Flaky Tests: Are You Sure You Want to Rerun Them?
Different teams have different approaches to dealing with flaky tests. Some even go as far as using the “Let’s run each test 10 times and if it passes at least once, it passed” approach.
I personally think that rerunning failed tests is poisonous — it legitimizes and encourages entropy, and rots the test suite in the long run.
The half-cocked approach
Some teams see rerunning failed tests as a very convenient short-term solution. In my experience, there is unfortunately no such thing as ‘a short-term solution’. All temporary solutions tend to become permanent.
Along with some other techniques that are efficient in the short term, but are otherwise devastating, rerunning tests is very popular with a certain category of managers. It’s particularly common in corporate environments: there are company goals, and then there are personal goals (ladders to climb). In such environments, some people tend to focus only on what needs to happen until the end of the current quarter or year. What happens later is often seen as someone else’s concern. Looking from that perspective, test rerunning is both fast and efficient, which makes it a desirable and convenient solution.

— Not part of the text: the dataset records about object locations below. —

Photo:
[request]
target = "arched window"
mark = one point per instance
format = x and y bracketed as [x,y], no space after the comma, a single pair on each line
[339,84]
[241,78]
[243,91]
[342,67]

Keeping flaky tests and brute-forcing them to pass defeats the purpose of testing. There is an unspoken assumption that something is wrong with the tests, and that it’s fine to just rerun them. This assumption is dangerous. Who’s to say that the race or the time-out that causes the flakiness is in the test, and not in the production code? And that it’s not affecting the customer?
The sustainable solution
The long-term solution is to either fix or replace the flaky tests. If one developer cannot fix them, another one should try. If a test cannot be fixed, it should be deleted and written from scratch, preferably by somebody who didn’t see the flaky one. Test coverage tools can be used as a kind of a safety net, showing if some tests have been deleted without being adequately replaced.
Not being able to develop stable tests for some part of the code usually means one of these two things — either that something is wrong with the test and/or the testing approach, or that something is wrong with the code being tested. If we are reasonably certain that the tests are fine, it’s time to take a deeper look at the code itself.
Our position on flaky tests
Deleting and fixing flaky tests is a pretty aggressive measure, and rewriting tests can be time consuming. However, not taking care of flaky tests leads to certain long-term test suite degradation.
On the other hand, there are some legitimate use-cases for flaky test reruns. For example, when time-to-market is of essential importance, and when technical debt is deliberately accumulated with the intention and a clear plan on paying it off in the near future.
As a CI/CD tool vendor, we feel that our choice whether to support rerunning failing flaky tests affects numerous customers. Not just the way they work, but, much more importantly, the way they perceive flaky tests and the testing process itself. At this point, we are choosing not to support rerunning failed tests, since our position is that this approach is harmful much more often than it is useful.